The synthetic data generator supports both intra-table (column-to-column) and inter-table dependencies, allowing you to create realistic data relationships.

Intra-table Dependencies (Column Dependencies)

Generate columns that depend on other columns within the same table using reference mappings.

Basic Example

columns:
  - name: "department"
    data_type: "string"
    nullable: false
    faker_function: "random_element"
    faker_options:
      elements: ["Engineering", "Sales", "Marketing"]

  - name: "job_level"
    data_type: "string"
    nullable: false
    depends_on: "department"
    reference_mapping:
      "Engineering": ["Senior Engineer", "Engineer", "Junior Engineer"]
      "Sales": ["Sales Manager", "Account Executive", "Sales Representative"]
      "Marketing": ["Marketing Director", "Marketing Manager", "Content Specialist"]

Inter-table Dependencies (Reference Tables)

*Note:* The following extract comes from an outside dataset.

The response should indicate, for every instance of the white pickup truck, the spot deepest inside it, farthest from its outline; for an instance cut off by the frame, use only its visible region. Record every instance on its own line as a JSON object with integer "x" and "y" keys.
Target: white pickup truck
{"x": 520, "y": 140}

Reference external tables for data values, enabling complex multi-table relationships.

Basic Reference Table

columns:
  - name: "country_code"
    data_type: "string"
    nullable: false
    reference_table:
      catalog: "reference_data"
      schema: "geographic"
      table: "countries"
      key_column: "code"

Dependent Reference Table

columns:
  - name: "country_code"
    data_type: "string"
    nullable: false
    reference_table:
      catalog: "reference_data"
      schema: "geographic"
      table: "countries"
      key_column: "code"

  - name: "city_name"
    data_type: "string"
    nullable: false
    depends_on: "country_code"
    reference_table:
      catalog: "reference_data"
      schema: "geographic"
      table: "cities"
      key_column: "name"  # Will filter cities where country_code matches parent value

Validation Rules

  • Dependent columns cannot be nullable
  • Parent columns must exist and be defined before dependent columns
  • Circular dependencies are detected and prevented (break after max depth of 10)
  • Either reference_mapping or reference_table is required for dependent columns
  • Cannot specify both reference_mapping and reference_table for the same column

Table Generation Order

When processing multiple configuration files, tables are automatically sorted by dependencies to ensure referenced tables exist before dependent tables are generated.